As for Colombia, free trade would also be lopsided in favor of the United States. Colombia already enjoys duty-free access to the U.S. market under existing laws benefiting Andean nations threatened by drug traffic. The trade agreement would give U.S. exporters similarly free access to Colombia's market. The argument against congressional approval has been Colombia's purported neglect of human rights, specifically for trade unionists. In truth, though the record is not perfect, there has been dramatic improvement across the board on human rights in Colombia over the past decade. Only 27 union members have been killed in Colombia this year - in contrast to 196 in 2002 - and it is not clear that they were killed for political reasons. Meanwhile, homicides in general have fallen from nearly 29,000 in 2002 to under 11,500 this year.
The Obama administration, however, has continued to drag its heels on Colombia and Panama free trade, in deference to U.S. labor unions - for whom the very phrase "free trade" seems to be anathema, regardless of the economic merits of any particular deal. Meanwhile, Colombia has approved free-trade agreements with the European Union and Canada, putting the United States at a competitive disadvantage - and raising the question of why the United States, but not these democratic powers, should scruple about trading with Colombia.
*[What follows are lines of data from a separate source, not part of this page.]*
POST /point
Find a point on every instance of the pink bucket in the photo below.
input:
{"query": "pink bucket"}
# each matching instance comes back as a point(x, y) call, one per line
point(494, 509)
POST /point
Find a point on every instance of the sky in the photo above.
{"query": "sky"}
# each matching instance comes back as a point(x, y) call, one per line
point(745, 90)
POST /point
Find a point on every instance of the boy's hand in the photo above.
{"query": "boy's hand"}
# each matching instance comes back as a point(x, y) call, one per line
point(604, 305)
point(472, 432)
Indeed, Colombia is in danger of losing its usual preferences in the United States; they may lapse at the end of this year amid partisan wrangling in Congress over extraneous trade matters. Recent floods have killed 300 Colombians, left 2 million homeless and caused $5 billion in damage, adding a humanitarian argument to the already convincing economic and strategic case for stronger U.S.-Colombian ties. The Obama administration, supposedly intent on boosting exports and the domestic jobs they create, must stop equivocating and add Panama and Colombia to its free-trade priorities in the new Congress.